Sulu-havalı sistemde santral, yalnızca havalandırma için gerekli olan temiz havayı sağlar. Ayrıca, her odada, soğuk ya da sıcak suyla çalışan ısıtıcı ya da soğutucular vardır.
Sulu sistemde santral, yalnızca soğutma ya da ısıtma suyunu sağlar. Temiz hava, odalardaki havalandırma panjurlarından elde edilir.
Sulu-havalı ve sulu sistemler daha küçük kanallıdır, daha ekonomiktir ve daha sessiz çalışırlar; ama, bütün havanın sürekli denetlendiği tüm havalı sistemler kadar verimli değillerdir.

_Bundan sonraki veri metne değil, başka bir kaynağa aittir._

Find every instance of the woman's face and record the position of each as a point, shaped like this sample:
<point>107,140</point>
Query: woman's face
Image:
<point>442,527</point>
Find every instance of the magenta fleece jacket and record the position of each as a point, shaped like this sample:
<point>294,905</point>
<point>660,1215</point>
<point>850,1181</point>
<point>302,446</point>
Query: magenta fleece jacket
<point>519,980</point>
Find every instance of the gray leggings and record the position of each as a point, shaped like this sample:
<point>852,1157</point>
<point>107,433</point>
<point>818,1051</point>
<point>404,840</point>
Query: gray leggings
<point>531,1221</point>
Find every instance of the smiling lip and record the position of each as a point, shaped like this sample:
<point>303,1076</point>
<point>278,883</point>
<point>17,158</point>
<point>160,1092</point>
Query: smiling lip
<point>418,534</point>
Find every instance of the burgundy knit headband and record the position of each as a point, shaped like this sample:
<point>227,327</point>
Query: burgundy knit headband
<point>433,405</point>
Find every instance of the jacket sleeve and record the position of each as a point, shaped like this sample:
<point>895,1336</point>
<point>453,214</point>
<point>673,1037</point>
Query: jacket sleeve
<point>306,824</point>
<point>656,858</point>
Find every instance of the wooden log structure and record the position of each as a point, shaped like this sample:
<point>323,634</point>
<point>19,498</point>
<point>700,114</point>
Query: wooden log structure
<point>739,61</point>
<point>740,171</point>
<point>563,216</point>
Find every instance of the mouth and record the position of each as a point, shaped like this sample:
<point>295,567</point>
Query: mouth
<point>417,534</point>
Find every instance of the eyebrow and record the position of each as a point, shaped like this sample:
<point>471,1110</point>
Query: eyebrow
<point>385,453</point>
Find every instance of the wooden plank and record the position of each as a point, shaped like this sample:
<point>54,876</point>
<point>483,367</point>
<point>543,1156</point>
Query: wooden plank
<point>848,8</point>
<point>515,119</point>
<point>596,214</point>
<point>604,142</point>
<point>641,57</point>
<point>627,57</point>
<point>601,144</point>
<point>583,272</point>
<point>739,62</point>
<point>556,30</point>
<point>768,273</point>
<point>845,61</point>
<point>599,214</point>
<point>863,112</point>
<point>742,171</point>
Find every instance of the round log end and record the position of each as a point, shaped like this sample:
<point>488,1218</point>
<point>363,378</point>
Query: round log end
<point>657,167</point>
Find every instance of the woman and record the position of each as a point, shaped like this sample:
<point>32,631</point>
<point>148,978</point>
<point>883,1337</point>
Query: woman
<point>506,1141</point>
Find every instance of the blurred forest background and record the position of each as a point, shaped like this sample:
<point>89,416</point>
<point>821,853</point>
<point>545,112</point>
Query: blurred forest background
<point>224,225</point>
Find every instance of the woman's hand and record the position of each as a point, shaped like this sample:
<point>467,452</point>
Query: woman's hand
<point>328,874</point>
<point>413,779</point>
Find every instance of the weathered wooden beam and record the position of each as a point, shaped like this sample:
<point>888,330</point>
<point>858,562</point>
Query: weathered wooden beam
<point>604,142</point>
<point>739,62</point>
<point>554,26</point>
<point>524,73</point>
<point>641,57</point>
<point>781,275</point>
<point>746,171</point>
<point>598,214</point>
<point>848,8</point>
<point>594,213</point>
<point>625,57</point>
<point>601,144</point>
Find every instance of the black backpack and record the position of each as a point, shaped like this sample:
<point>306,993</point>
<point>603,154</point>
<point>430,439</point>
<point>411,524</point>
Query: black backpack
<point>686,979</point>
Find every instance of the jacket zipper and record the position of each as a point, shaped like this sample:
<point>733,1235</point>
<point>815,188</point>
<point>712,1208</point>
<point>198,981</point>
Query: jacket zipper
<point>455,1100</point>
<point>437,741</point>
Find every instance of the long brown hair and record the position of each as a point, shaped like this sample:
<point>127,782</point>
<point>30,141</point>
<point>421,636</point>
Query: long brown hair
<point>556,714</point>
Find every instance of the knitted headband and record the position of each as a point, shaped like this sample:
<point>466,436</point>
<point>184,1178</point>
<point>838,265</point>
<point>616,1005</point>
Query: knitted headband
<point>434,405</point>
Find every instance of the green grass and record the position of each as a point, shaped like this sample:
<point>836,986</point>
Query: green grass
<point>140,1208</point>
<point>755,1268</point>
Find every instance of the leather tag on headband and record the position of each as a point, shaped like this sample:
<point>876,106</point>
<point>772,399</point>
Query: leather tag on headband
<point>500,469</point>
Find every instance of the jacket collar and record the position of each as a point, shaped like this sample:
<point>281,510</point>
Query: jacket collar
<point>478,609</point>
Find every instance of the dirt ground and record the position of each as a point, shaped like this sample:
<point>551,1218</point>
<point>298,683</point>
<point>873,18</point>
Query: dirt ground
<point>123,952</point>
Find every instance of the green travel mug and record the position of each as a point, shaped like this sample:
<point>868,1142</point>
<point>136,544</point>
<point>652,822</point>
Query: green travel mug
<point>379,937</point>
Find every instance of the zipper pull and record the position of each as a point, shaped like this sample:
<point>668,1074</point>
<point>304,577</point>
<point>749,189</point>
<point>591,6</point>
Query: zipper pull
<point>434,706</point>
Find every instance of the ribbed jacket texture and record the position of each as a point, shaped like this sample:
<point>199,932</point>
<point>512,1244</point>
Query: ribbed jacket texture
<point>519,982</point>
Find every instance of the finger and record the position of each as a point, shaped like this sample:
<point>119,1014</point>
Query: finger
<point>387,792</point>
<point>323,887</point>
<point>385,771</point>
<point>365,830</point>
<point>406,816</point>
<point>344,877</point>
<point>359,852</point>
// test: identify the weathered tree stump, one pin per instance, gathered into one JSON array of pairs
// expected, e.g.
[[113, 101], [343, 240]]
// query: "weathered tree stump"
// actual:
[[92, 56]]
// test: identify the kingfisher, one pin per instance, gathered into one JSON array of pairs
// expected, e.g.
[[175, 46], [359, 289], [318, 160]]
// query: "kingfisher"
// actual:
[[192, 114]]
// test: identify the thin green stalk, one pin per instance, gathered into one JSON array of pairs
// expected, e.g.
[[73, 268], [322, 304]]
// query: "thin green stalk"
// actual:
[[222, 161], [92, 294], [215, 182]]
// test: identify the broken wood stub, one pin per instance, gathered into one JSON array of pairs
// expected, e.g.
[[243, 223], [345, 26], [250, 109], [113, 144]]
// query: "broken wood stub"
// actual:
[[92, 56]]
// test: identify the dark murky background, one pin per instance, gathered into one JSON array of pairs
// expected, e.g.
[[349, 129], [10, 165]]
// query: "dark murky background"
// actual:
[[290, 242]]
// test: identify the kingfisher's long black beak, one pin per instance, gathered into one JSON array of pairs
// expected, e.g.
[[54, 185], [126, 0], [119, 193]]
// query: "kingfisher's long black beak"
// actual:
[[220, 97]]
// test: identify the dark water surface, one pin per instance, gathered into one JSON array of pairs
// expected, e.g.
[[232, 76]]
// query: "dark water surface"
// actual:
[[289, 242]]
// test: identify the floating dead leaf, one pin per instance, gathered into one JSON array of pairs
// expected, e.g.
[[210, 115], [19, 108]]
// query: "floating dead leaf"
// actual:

Günümüzde iklimleme. Günümüzde iklimleme, daha çok, ana sorunun yazları yapıların serin tutulması olduğu büro, mağaza, süpermarket, lokanta ve eğlence yerlerinde kullanılmaktadır. Söz konusu yapılarda, lambaların verdiği ısı, insanlar ve büyük pencerelerden giren güneş nedeniyle, rahatsız edici bir sıcaklık oluşur. Oldukça serin olan bazı ülkelerde, yazın pencerelerden giren güneş ışığı, dışarda 16 °C olan sıcaklığı, içerde 32 °C'a çıkarabilmektedir.
Yapay aydınlatmanın yarattığı ısı, bazı binaların kışın gereksindiği ısıyı sağlayacak düzeydedir. Bu nedenle, bu tür binaların planı, özel olarak bu işleve uygun biçimde yapılır; Lambaların oluşturduğu sıcak hava toplanarak iklimleme sistemine verilir.
İklimleme, ameliyathanelerde de büyük önem taşır. Ameliyathanelerdeki havanın, mikroptan ve tozdan arındırılması gerekir. Sanayi alanındaysa iklimleme, üretim sürecinin ya da ürünün gerektirdiği ortamı yaratmak bakımından önemlidir. Sözgelimi, transistor üretiminin yapıldığı yerlerde hava, doğada olabileceğinden çok daha temizdir.
İklimleme dalında, gelecekte, üstü kapalı kentlerde ısıtma ve soğutma yapmak ve yer altında uygun yaşam koşulları oluşturmak gibi tasarımlar üstünde çalışılmaktadır.